Hello lovely ladies! I came back from my first lymphoedema appointment feeling rather deflated. (Sadly, not around the upper thighs area! ;)) I have mild lymphoedema and the lovely nurse showed me how to do SLD, has booked me in for MLD and is ordering me compression tights. I proudly told her of my new love of the gym and about the fact I'm training to do Ride the Night - 100 km at the end of May. She is concerned about me making the lymphoedema irreversibly worse by cycling such a long way. I feel like she has wee-ed on my bonfire! Has anyone else gone a bit exercise-mad despite having lymphoedema and been told it's a bad idea?
do you know about the lymphodema society? They spoke at Jo's last year. Worth giving them a call? I would of thought exercise would have been good for it?
i have not been diagnosed lymphedema but did have some public swelling in the 6 months after my op which they thought could be. I have not had any swelling for a couple of months so hoping it's not. Anyway, I did quite a bit of research as a result of it being suspected and I also try to do a lot of preventative stuff.
exercise is good for lymphedema but they have certain types of excercise they tend to recommend including swimming, aqua aerobics, walking, yoga, Pilates, tai chI etc. I have also discovered that rebounding is very good (bouncing on a small trampoline) as it forces the lymph fluid around the body. Google it.
i think that with exercise it is a case of working out what is best for you and what triggers any swelling. There are examples of ladies who have Carried on exercising with great success. Google Deborah Cordner Carson - she is a successful athlete with lymphededma. A lady called Penny Noble also managed to 'cure' her lymphedema. she unfortunately lost her fight with cc after a recurrence but her blog and advice is still there.
I I would definitely weigh up the specialist advice you are given but also listen closely to your own body and work out what your triggers are. And definitely check out rebounding.
I had my first appointment at the Lymphedema Clinic yesterday and was dismayed to be told that I have mild case of it in both ankles & lower legs! I was told that while exercise is good, prolonged over exertion is not.
I'm already doing Pilates to help with the core muscles, so will be taking along the exercise booklet to my next session so that my instructor can build in some of them to my routine.

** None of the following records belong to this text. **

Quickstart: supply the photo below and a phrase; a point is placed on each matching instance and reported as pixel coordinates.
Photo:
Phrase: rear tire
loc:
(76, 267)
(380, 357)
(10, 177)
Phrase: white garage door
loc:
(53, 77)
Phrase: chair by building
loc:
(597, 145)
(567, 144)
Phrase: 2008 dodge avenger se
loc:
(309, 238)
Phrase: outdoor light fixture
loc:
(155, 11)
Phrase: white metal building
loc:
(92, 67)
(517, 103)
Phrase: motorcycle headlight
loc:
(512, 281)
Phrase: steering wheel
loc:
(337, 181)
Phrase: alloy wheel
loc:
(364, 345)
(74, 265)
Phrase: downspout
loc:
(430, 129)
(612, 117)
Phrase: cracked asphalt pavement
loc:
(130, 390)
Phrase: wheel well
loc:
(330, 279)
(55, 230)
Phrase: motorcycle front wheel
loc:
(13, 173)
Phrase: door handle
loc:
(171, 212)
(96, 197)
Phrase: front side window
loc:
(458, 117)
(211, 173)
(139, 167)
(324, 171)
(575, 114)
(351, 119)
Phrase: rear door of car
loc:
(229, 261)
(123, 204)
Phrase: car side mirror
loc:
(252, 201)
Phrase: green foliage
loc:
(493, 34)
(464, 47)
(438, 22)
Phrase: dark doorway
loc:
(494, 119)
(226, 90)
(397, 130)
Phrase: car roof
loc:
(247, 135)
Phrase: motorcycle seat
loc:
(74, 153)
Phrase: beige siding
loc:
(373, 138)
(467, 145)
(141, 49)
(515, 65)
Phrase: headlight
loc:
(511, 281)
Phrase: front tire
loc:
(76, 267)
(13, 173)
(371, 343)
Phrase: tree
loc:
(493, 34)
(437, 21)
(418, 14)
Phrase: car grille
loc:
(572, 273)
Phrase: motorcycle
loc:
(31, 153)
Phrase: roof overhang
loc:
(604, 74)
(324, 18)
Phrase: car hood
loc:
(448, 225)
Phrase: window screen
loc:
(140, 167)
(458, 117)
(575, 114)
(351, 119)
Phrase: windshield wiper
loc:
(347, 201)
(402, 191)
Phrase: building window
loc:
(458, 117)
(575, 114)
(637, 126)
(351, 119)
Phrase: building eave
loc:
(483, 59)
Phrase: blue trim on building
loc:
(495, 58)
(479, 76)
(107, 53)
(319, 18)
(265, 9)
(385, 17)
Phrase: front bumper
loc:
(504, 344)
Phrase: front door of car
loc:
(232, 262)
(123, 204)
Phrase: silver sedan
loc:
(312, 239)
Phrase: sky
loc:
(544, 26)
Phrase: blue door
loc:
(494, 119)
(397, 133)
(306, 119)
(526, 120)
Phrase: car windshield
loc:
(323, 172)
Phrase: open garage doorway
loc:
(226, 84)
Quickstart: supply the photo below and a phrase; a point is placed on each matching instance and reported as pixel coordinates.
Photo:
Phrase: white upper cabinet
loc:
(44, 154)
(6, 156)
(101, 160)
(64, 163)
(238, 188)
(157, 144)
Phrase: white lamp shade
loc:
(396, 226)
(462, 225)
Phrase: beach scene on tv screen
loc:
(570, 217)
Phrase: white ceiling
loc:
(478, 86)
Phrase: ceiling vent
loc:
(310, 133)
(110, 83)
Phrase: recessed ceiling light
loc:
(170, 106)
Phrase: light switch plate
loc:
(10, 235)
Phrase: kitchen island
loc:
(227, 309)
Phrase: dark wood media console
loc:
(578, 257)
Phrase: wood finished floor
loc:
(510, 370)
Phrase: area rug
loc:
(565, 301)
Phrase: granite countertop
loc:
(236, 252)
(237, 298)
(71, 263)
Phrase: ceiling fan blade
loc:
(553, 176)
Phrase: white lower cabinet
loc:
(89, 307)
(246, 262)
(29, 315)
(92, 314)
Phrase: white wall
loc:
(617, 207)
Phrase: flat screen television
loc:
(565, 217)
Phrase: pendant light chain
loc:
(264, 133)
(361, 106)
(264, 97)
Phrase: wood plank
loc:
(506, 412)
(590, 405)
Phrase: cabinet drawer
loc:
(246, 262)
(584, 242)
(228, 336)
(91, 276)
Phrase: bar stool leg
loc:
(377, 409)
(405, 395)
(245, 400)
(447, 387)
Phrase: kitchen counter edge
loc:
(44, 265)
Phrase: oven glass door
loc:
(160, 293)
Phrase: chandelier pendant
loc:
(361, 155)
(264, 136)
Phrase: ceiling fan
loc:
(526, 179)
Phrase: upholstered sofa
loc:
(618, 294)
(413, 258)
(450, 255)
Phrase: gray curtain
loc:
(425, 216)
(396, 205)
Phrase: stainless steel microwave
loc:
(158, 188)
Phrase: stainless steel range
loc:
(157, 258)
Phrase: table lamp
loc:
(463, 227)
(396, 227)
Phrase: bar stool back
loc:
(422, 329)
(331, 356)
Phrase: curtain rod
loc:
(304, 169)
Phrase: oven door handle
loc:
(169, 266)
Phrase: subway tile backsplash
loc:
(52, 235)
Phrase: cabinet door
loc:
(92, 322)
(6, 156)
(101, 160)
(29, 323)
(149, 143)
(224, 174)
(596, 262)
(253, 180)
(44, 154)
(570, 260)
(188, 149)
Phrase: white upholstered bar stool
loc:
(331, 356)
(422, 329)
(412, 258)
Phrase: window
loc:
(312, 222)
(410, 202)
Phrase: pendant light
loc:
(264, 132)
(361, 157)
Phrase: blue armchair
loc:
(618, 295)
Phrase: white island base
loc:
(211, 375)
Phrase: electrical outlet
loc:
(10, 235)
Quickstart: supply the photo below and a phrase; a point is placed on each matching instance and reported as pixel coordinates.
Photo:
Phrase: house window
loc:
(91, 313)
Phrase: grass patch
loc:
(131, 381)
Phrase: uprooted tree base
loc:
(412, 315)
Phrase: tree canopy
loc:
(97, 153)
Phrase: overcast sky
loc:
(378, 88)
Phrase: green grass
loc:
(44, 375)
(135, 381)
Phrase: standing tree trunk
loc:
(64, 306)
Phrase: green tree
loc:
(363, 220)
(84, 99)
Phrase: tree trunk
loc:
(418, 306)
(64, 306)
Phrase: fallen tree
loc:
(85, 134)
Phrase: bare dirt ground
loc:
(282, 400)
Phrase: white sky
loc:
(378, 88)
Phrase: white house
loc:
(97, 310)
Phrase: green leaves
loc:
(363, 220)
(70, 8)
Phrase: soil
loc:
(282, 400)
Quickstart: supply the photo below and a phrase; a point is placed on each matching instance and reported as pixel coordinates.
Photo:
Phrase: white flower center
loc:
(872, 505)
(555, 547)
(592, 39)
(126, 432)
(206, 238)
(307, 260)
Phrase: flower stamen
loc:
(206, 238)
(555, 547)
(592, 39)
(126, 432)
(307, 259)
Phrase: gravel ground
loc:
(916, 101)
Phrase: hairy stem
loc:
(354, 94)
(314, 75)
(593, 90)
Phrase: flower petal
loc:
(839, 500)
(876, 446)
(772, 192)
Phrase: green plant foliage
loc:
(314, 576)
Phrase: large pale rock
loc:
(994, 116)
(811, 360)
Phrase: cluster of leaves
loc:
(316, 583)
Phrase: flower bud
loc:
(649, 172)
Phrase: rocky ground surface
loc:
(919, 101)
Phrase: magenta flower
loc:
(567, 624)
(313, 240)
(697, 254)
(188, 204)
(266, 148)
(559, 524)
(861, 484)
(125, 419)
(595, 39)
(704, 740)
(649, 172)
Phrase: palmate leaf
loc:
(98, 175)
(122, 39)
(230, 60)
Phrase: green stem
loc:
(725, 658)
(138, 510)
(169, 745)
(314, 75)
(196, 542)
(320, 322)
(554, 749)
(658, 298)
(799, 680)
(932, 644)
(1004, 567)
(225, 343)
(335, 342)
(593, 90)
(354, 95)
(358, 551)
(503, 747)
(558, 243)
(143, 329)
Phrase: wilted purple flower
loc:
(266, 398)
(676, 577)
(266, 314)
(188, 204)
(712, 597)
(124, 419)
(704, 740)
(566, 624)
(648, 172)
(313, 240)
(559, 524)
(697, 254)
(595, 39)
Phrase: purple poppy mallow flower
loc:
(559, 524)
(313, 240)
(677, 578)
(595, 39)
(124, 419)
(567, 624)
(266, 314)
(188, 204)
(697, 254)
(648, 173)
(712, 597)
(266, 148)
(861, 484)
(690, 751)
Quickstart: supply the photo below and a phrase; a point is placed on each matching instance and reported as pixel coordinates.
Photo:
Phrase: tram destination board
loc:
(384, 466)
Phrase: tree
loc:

On a different note, does any one know if you can get jazzy coloured compression socks? I was given the dreadful "American Tan" coloured ones, and have black ones on order, but it's annoying that they seem to be made with an older target market in mind!
you must feel so disappointed, it's horrid when our lives feel restricted by all this medical stuff. reading your post, I wonder if your nurse has explained fully how lymphodema can be affected by excercise- it isn't a well-understood thing as far as I know having chatted with a private specialist. it is hard for you to decide what risk you personally have without a clear understanding, perhaps?
Could you do some research and/or get another opinion?
Thanks for the info - I'll look into those sources. I've just been out for a bounce on the trampoline. (After emptying my bladder, of course! ;)) Turns out it's more exhausting than it looks, but I did get a good look at the neighbour's garden!
Glad your swelling seems to have gone - long may it stay that way. :)
Maybe if I build up very slowly but get so fit that 100 km is not really over-exertion, I will be fine!! I wonder if that's possible. ;) I'm going to give it a try anyway.
Very sorry to hear you've been given American tan socks - I hope your black ones come soon!
Thanks, Mitch. I am starting to wonder if the nurse normally sees people who are more severely affected than me and is being over-cautious. I'm going to carry on as I have been and monitor my legs carefully. And doing some more research is a good idea.